The latest round of testing is set to be done in the next two to three years on the children and grandchildren of the original cohort, Antman said. But absent a new revenue stream, that round of data collection could end up being delayed. It would be like if NASA spent years developing a rover before sending it to Mars, only to be told upon the rover's return that the agency only had the money to study the photos it had brought back, not the rock or soil samples.

"We are very much are committed to getting funding for the exams within the next several years because if we miss an exam cycle we won't have data on which we can do the research," Antman said. "Not having the exams funded is a real problem."

Framingham's shortcoming, at least in this political age, is that it depends on government funding to do its work. The Study is a project of the National Heart, Lung and Blood Institute (NHLBI), which is itself a subsidiary of the National Institutes of Health. And like nearly every program dependent on NIH funding, it is getting more or less screwed by sequestration.

According to a BU official, the NIH annually provides roughly $21 million in funding to the Framingham study, some of which funds multi-year grants. Of that, some $10 million is sent by the NHLBI to Boston University for basic infrastructure needs and grants for ancillary studies. But sequestration has chopped that account down to $5.9 million.

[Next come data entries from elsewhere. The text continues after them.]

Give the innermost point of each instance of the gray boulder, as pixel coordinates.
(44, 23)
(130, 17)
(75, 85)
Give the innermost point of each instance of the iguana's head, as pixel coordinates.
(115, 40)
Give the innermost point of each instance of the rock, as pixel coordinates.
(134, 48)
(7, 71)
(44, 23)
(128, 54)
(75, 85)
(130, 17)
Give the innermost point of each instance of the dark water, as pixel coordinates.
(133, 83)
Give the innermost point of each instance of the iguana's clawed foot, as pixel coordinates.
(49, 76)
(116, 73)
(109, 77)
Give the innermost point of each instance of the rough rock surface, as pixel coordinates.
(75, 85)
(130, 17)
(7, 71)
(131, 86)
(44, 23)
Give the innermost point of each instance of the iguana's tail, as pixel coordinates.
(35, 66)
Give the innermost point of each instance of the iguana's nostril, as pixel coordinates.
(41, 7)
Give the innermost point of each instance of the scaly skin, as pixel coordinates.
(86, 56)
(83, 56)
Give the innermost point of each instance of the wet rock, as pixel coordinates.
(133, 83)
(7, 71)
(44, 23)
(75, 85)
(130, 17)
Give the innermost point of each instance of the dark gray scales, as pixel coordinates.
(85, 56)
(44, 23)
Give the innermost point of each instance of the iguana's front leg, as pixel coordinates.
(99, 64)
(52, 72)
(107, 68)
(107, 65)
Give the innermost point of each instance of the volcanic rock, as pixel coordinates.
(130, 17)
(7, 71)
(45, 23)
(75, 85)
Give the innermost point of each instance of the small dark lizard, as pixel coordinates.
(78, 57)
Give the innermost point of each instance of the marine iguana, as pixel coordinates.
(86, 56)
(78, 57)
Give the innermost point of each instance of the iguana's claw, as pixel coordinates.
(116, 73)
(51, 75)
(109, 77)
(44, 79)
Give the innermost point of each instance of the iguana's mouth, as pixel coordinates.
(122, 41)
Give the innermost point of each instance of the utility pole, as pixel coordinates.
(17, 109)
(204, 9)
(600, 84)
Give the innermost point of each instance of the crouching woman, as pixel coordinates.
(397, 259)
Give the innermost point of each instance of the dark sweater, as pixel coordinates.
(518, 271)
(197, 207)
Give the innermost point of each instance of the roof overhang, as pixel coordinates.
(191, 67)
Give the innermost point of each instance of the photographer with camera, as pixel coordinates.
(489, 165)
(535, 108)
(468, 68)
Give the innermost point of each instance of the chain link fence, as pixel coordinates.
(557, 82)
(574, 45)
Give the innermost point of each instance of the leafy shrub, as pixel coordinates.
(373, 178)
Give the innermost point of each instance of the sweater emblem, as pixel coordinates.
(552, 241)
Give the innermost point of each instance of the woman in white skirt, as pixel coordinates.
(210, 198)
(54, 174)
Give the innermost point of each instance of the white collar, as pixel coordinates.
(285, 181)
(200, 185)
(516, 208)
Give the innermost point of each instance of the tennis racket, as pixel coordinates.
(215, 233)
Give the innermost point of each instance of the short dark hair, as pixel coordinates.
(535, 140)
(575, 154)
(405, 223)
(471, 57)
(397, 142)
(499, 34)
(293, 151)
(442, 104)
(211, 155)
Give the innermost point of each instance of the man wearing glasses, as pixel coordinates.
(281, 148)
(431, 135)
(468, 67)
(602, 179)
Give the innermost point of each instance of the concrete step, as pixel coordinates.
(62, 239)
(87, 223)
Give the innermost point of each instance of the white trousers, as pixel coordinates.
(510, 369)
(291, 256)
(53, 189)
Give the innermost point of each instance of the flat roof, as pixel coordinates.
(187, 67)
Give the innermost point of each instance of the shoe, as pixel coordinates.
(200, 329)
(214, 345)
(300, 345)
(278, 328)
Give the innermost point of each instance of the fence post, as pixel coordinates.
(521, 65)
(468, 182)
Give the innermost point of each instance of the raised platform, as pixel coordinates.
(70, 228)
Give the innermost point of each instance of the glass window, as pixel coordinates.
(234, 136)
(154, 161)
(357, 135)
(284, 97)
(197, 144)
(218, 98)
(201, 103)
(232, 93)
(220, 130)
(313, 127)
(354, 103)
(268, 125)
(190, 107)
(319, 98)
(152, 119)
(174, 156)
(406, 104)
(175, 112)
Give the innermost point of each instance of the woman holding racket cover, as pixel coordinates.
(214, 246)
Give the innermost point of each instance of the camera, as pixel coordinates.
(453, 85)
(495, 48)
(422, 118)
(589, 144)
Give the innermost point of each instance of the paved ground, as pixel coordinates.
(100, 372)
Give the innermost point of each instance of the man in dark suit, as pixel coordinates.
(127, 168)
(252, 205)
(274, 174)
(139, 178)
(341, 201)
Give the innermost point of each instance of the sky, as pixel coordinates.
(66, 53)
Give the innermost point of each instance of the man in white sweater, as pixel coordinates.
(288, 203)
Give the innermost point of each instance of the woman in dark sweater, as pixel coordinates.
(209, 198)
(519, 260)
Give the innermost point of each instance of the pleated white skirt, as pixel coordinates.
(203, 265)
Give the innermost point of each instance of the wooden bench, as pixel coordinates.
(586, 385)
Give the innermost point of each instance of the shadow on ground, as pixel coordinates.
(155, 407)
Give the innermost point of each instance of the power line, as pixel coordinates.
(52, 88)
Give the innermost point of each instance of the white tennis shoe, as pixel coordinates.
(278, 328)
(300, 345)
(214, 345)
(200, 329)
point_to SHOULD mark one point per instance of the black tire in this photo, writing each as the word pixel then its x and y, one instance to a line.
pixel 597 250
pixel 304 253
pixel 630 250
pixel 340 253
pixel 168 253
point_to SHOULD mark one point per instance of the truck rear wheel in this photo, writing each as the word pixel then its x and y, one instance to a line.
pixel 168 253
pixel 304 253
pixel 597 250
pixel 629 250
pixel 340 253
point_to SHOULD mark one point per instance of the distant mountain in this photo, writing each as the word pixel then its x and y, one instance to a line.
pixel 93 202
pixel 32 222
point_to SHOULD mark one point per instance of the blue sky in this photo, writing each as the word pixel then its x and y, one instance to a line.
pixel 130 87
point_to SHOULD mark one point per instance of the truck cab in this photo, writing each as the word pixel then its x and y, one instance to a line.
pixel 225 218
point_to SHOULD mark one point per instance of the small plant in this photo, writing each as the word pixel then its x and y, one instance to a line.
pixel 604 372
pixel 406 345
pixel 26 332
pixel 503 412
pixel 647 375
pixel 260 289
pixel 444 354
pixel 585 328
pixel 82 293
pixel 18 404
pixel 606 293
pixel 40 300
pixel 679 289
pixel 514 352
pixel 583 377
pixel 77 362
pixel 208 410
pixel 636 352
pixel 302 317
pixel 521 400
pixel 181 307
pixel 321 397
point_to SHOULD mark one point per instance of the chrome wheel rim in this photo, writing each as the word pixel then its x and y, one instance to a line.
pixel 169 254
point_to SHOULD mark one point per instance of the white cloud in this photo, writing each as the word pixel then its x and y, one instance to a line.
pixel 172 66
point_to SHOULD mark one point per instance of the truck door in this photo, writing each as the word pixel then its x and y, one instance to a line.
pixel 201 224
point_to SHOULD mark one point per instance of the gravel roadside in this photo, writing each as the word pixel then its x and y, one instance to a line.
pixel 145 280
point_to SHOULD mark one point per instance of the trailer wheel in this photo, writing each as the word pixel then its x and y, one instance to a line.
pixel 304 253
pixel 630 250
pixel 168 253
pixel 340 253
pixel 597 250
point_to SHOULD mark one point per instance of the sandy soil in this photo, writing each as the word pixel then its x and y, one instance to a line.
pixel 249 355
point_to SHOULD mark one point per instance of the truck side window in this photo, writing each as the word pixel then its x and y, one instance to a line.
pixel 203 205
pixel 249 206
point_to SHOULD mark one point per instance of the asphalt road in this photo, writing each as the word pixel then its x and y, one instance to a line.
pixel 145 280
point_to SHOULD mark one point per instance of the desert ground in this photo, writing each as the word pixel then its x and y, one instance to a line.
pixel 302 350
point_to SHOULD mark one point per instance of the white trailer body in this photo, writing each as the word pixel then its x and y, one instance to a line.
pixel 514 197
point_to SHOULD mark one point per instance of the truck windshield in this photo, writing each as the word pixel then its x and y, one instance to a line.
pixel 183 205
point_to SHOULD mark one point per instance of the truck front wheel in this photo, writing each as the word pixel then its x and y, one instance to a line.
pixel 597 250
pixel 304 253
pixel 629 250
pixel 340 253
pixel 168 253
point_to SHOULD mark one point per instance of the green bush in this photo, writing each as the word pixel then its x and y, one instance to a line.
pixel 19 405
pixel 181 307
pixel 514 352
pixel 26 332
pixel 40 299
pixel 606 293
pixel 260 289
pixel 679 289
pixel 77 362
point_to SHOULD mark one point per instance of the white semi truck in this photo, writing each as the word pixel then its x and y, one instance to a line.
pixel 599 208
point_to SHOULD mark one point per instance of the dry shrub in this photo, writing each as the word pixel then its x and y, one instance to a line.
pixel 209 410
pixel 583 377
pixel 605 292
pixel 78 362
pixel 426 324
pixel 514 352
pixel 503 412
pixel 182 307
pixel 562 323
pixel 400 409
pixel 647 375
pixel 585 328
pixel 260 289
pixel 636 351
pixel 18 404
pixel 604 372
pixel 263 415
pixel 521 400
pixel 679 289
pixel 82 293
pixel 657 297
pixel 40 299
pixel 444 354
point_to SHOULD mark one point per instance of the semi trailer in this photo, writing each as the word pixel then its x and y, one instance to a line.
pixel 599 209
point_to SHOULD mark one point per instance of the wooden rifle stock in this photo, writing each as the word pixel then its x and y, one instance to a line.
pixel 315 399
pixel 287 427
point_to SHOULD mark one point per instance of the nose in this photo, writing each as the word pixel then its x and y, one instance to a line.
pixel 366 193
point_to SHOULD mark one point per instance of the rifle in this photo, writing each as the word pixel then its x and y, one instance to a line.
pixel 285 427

The Study is limited in how it can refigure its current operations to help absorb the sequester blow. The additional approximately $5.4 million in grants that BU faculty receive annually for specific research projects would help, but that money cannot be used for anything other than those projects, per NIH guidelines. So Antman said that she is looking for other sources of funds to fill the gap, though she acknowledged that the current financial climate is "absolutely" the worst she's experienced in 30 years in biomedicine.

Others in the field are left watching with sympathy and concern.

"We can't even begin to estimate how this is going to impact the science that we are learning. Just do a Google search or a PubMed search to see how many articles come out with the word Framingham in them and take out all those articles," said Jessup. "We are in the age of being able to put together the pieces of what disease looks ... one could postulate that we won't understand that now as much."